Şeker kanseri besliyor mu?
- Genellikle kanser hastaları şeker tüketiminden endişe duyar. Farklı disiplinlerden uzmanların görüşlerini almayı önemsiyorum. Çok kıymetli arkadaşım, “Kanser İyileşir” kitabının yazarı Dr. Elif Güveloğlu’nun da görüşüne başvurdum. Sevgili Elif, şeker kanseri besliyor mu?

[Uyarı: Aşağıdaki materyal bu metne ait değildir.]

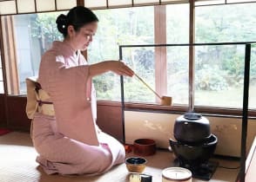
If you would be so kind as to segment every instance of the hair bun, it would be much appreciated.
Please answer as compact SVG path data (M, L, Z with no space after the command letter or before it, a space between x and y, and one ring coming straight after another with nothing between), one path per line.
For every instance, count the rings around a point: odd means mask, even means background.
M64 34L67 30L67 16L61 14L56 19L57 30Z

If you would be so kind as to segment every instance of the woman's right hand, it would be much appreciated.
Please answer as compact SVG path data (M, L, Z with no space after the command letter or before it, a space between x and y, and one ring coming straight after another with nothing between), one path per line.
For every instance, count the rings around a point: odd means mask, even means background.
M122 61L107 61L109 69L118 75L133 76L134 72Z

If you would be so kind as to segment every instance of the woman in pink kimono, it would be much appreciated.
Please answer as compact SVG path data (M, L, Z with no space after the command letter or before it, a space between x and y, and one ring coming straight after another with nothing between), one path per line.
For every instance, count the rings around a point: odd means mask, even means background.
M87 64L80 50L92 41L98 21L82 6L60 15L56 23L64 39L42 57L31 136L37 161L48 174L99 174L124 162L123 146L96 125L91 78L108 71L132 76L133 71L118 61Z

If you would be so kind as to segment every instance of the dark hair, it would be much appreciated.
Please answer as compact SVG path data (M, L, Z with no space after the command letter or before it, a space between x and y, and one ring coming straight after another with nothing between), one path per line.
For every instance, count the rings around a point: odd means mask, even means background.
M76 6L66 16L61 14L56 19L57 30L64 35L64 37L68 35L69 25L72 25L74 29L78 31L81 27L92 22L98 22L98 17L84 6Z

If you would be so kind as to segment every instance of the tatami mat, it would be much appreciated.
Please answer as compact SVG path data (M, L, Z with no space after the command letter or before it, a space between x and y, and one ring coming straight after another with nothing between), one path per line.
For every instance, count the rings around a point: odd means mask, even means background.
M125 164L113 167L110 172L97 177L47 175L35 161L37 155L29 133L11 132L0 136L0 182L129 181L129 173ZM166 151L158 151L157 154L146 157L146 159L148 163L145 173L152 175L153 182L161 182L162 169L172 166L173 154ZM226 165L234 166L237 163L226 162ZM211 182L232 182L238 170L219 168ZM193 179L192 181L201 180Z

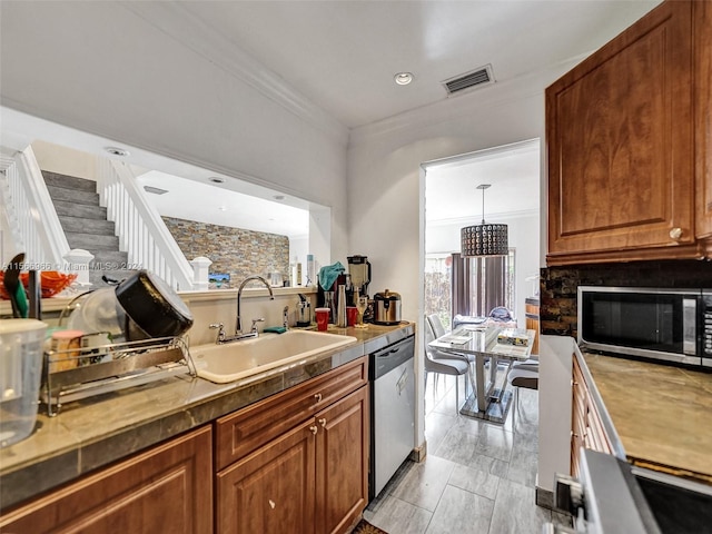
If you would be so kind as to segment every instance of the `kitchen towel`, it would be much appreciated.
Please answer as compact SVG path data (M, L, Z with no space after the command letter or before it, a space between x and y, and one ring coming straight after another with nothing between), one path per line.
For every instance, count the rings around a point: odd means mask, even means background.
M336 281L336 278L338 278L344 270L346 269L340 261L322 267L319 269L319 285L322 286L322 289L325 291L332 290L332 286Z

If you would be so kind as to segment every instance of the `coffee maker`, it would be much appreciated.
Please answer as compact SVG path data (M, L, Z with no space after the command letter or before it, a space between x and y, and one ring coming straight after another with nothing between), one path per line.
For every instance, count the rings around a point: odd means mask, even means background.
M348 274L352 278L352 287L358 289L359 295L368 295L370 283L370 264L366 256L348 256Z

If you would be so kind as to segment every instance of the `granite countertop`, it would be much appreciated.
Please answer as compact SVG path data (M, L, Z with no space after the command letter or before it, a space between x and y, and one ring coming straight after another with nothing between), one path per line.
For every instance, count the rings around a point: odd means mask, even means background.
M352 362L415 332L395 326L329 328L355 337L350 345L230 384L177 376L65 404L56 417L40 405L28 438L0 449L0 508L140 449L207 424Z
M584 353L625 455L712 484L712 374Z

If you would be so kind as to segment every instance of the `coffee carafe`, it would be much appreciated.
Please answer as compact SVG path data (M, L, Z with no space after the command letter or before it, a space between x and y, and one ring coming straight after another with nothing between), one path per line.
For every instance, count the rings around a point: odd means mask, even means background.
M366 256L348 256L348 274L352 279L352 287L358 289L360 295L368 295L368 284L370 283L370 264Z

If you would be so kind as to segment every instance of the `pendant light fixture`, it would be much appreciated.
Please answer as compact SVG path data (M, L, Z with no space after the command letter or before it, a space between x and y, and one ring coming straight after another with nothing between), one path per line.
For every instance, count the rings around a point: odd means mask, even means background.
M461 254L464 257L474 256L506 256L510 254L507 244L507 225L485 224L485 189L490 184L482 184L482 224L466 226L461 230Z

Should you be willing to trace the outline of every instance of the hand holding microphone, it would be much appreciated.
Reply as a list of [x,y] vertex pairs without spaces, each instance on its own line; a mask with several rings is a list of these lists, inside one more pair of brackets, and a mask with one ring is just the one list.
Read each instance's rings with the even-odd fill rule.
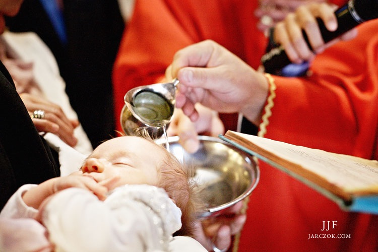
[[262,57],[265,71],[277,73],[292,62],[310,59],[311,51],[321,52],[324,43],[337,37],[354,37],[353,28],[378,18],[378,0],[350,0],[334,13],[333,10],[326,4],[313,4],[299,8],[279,23],[273,38],[280,45]]

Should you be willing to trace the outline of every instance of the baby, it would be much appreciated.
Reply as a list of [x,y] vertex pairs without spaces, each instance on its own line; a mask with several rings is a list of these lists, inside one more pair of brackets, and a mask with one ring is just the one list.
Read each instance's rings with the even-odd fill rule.
[[[35,218],[58,251],[174,250],[172,235],[192,234],[198,206],[186,171],[153,141],[119,137],[80,171],[22,186],[0,217]],[[206,251],[189,237],[183,244],[178,250]]]

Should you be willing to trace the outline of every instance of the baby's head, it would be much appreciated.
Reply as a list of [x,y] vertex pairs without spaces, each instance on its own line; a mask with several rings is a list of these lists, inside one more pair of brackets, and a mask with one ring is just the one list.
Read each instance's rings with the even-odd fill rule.
[[146,184],[163,188],[182,213],[182,227],[175,234],[192,234],[198,200],[189,169],[153,140],[135,136],[108,140],[89,155],[82,170],[97,182],[118,177],[114,187]]

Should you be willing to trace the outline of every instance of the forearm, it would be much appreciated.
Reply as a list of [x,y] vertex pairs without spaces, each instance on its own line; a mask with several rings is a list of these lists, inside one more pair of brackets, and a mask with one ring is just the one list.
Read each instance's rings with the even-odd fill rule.
[[272,88],[272,83],[268,82],[267,77],[263,74],[256,72],[255,75],[255,78],[252,81],[252,96],[247,100],[240,112],[248,120],[256,125],[259,125],[262,120],[267,99],[270,95],[270,88]]

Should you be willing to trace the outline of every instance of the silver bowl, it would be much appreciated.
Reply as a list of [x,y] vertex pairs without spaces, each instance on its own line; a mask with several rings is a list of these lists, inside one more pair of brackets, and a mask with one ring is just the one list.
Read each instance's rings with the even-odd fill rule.
[[[169,150],[179,161],[193,167],[193,178],[201,189],[205,209],[201,218],[215,216],[248,196],[260,179],[260,170],[252,157],[223,140],[200,136],[200,147],[186,152],[178,137],[168,138]],[[158,143],[165,145],[165,139]]]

Kanser nedeniyle 90 kilodan 45 kiloya düşen ve bu iddia nedeniyle bahçesindeki elmayı bile yemeye çekinen bir danışanım bu açıklamayı yapmama vesile oldu. Şeker iyi bir şeydir demek istemiyorum yanlış anlaşılmasın, şeker, aynı tuz gibi, kalsiyum gibi, potasyum gibi, azı hücre metabolizması için gerekli, çoğu zararlı bir maddedir, doz ve denge kuralı geçerlidir. İddianın nereden çıktığından başlayayım yanlışlığını açıklarken; kanser teşhisinde kullandığımız PET-CT diye bir radyolojik yöntem var. Bu yöntem kanser hücrelerinin artan glukoz alımına göre bilgi verir. Glukoz benzeri moleküller daha çok ve daha hızlı olarak kanser hücrelerinde birikir, bu durum şeker kanser hücrelerini besliyor anlamına gelmez, patolojik sebebi başkadır. Yani kanser hücreler patolojik mutasyon geçirmiş hücrelerdir ve daha fazla ürerler, daha fazla glikoz ve oksijen kullanırlar, aslında tüm olay bundan ibarettir. Rutinde pratik olduğu için en çok glukoz anologları kullanılsa da PET-CT yönteminde ilk olarak radyoaktif olarak işaretlenmiş oksijeni kullanmıştır ve oksijen de glukoz benzeri molekül gibi daha çok ve daha hızlı olarak kanser hücrelerinde birikmiştir. Yani eğer iddia doğru olsaydı, kanser hastalarına ‘daha az oksijen solu’ diye tembih etmemiz gerekecekti. Tüm bunları özetleyen bir söz var ki o da denge, yine denge. Şifa diliyorum tüm hastalara.